Acquired via his children, the Museum holds a trove of objects offering insight into Browne’s absorbing adventures, both onstage and offstage. One that caught my eye is a gorgeous Tivoli theatre program from December 1921. It marked 100 years this month since Browne’s debut on the Australian stage.

Actor and collector

During the first half of the 20th century, musical theatre was one strand of a Western popular aesthetic that upheld Chinese and other Asian cultures as exotic and foreign. Elaborate sets, ostentatious costumes and props, and bold make-up magnified the visual impact.

A small red lacquered tray with floral decoration.

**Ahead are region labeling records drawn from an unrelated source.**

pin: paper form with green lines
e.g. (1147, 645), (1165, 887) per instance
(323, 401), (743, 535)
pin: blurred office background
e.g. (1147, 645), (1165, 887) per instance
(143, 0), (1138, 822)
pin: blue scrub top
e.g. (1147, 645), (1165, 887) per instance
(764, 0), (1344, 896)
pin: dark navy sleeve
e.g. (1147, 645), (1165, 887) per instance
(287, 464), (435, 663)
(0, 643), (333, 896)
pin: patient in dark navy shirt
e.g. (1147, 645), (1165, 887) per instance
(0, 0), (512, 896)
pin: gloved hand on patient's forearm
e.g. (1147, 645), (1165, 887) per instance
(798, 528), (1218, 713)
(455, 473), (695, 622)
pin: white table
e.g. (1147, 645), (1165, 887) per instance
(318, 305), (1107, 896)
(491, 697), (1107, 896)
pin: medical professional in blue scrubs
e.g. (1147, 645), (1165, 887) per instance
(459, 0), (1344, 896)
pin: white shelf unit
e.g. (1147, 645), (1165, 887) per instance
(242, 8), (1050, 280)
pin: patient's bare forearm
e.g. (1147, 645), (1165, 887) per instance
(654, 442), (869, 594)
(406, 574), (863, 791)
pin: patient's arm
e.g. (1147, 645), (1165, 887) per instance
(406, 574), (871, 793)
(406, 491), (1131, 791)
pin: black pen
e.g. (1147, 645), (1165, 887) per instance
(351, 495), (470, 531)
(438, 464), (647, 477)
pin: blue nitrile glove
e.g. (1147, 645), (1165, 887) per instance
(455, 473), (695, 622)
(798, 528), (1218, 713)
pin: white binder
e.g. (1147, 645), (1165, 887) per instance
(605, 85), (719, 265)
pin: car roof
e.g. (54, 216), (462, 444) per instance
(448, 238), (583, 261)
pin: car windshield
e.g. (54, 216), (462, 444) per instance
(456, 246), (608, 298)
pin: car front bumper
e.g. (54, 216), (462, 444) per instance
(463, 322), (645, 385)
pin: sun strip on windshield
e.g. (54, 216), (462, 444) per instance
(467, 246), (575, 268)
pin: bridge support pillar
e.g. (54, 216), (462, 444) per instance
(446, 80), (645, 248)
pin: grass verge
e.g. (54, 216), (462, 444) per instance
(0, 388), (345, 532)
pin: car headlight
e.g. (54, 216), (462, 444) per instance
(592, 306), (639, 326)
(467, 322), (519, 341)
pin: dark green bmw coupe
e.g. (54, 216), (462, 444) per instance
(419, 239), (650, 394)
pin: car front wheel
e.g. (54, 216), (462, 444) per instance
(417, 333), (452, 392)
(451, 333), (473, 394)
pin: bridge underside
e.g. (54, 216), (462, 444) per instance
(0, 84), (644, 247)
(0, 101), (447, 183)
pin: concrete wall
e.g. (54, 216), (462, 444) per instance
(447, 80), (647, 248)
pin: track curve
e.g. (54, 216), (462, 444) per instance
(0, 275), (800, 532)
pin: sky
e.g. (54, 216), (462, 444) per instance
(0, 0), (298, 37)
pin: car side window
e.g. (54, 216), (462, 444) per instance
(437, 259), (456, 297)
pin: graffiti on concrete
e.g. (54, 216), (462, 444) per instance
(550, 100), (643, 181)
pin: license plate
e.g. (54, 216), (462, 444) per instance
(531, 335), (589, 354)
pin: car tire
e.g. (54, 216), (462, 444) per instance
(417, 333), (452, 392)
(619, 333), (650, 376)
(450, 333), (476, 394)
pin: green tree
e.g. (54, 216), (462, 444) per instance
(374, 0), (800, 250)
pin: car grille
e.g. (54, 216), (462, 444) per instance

Tray formerly used and displayed in Herbert Browne’s Essendon home

It is possible that the ornaments, lacquerware, cocktail glasses, incense and gongs now in the Museum’s collection originally came from JC Williamson’s prop department.

Browne was also interested in First Nations culture. During the 1920s JC Williamson toured to Perth aboard the Trans-Australian Railway. During their travels the company met with controversial author Daisy Bates at Ooldea where Browne acquired several spears, boomerangs and spear throwers.

Spear thrower with carvings and fibre on hand grip.

Spear thrower acquired by Herbert Browne

As he aged Browne remained committed to the theatre, establishing a stage make-up business before his death in 1975.

Keep an eye out for an object from Browne’s collection on display in the Gandel Atrium early next year.